Why do evolutionists, who have yet to prove that Pasteur was wrong, continue to believe an impossible theory? They do fallow his proof when it comes to medicine and pasteurization of food. so they know the proof to be correct. the evolutionist just chooses to believe in what they know to be impossible. again, exactly what steven j gould has been saying all along. He would rather believe in something that he knows is impossible than to believe in a God or a designer.

Your counter argument will be that Pasteur could not produce something one would consider life from something one would consider non-life is not sufficient to disprove evolution " it only indicates that a more detailed experiment may be needed.
After all, it was only in the middle of last century that it was shown that a mix of primitive non-living gases, in a flask with high voltage electrodes, could produce the basic compounds that lead to amino acids Pasteurs time had little to no knowledge of the internal workings of cells " and dont even consider the nature of a virus (which many do not consider to be living " a free virus is just a chemical coating around a chunk of rna or dna, with nothing available to take in energy or process matter but let a virus contact a cell wall, and chemical reactions dissolve the coating, drawing the rna/dna into the cell, where the cells own production systems start treating the virus as if it were its own).
Why not just say evolution is probably the hardest theory to disprove: lack of evidence does not disprove something " if one seeks to disprove evolution, one must produce overwhelming AND TESTABLE evidence of an alternative process that covers the same situations. We see evolution in action (look at all the disease causing bugs that are becoming tolerant and immune to formerly effective antibiotics); we can trace changes through the fossil record. We can produce components of life (amino acids, etc.) through chemical reactions That we havent produced a strand of functional rna from a raw chemical soup /yet/ does not prove it can never happen.
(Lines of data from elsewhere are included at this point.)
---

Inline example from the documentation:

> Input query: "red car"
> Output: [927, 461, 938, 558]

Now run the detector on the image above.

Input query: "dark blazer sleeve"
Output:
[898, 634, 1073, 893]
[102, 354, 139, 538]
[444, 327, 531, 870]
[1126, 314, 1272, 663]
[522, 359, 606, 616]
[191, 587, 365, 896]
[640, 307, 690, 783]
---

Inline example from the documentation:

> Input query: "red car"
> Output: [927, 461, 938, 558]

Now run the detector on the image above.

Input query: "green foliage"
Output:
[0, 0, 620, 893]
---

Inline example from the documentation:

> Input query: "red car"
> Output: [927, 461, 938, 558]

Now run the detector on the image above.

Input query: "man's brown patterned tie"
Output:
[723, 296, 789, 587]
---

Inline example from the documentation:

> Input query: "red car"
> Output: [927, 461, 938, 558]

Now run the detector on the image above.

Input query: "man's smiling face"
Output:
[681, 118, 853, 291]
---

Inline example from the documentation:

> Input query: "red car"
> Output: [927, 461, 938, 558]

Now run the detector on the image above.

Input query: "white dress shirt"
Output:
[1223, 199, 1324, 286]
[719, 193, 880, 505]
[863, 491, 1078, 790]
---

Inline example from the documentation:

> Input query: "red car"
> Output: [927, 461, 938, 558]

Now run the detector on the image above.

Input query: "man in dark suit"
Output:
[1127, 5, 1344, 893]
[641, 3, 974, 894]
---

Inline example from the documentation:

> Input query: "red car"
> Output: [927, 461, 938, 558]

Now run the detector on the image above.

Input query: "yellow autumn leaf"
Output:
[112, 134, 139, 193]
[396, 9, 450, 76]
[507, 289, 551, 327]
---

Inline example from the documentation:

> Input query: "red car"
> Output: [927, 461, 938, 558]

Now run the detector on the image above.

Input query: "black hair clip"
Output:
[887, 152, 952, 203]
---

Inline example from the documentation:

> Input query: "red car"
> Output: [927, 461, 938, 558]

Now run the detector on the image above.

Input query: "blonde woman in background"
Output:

A counter to evolution then is going to have to explain why germs become resistant to antibiotics and at the same time explain why " given time and energy, some primordial mass of chemicals can never produce components of life And then offer up testable experiments to support this counter proposal
The creationist Edward Blyth discussed natural selection 25 years before Darwin, but recognized that it was a conservative, not a creative, force. In other words that natural selection has been used to show creation for 25 years longer then it has been claimed to help evolution.
The reason that germs become resistant to antibiotics is that they loose DNA and thereby loose what the antibiotic reacted with. This can be by loosing a pump in the cell wall, change a control gene, or loose the enzyme the antibiotic attacked.
A loss of information is not evolution .evolutionists have yet to show that Pasteur was wrong.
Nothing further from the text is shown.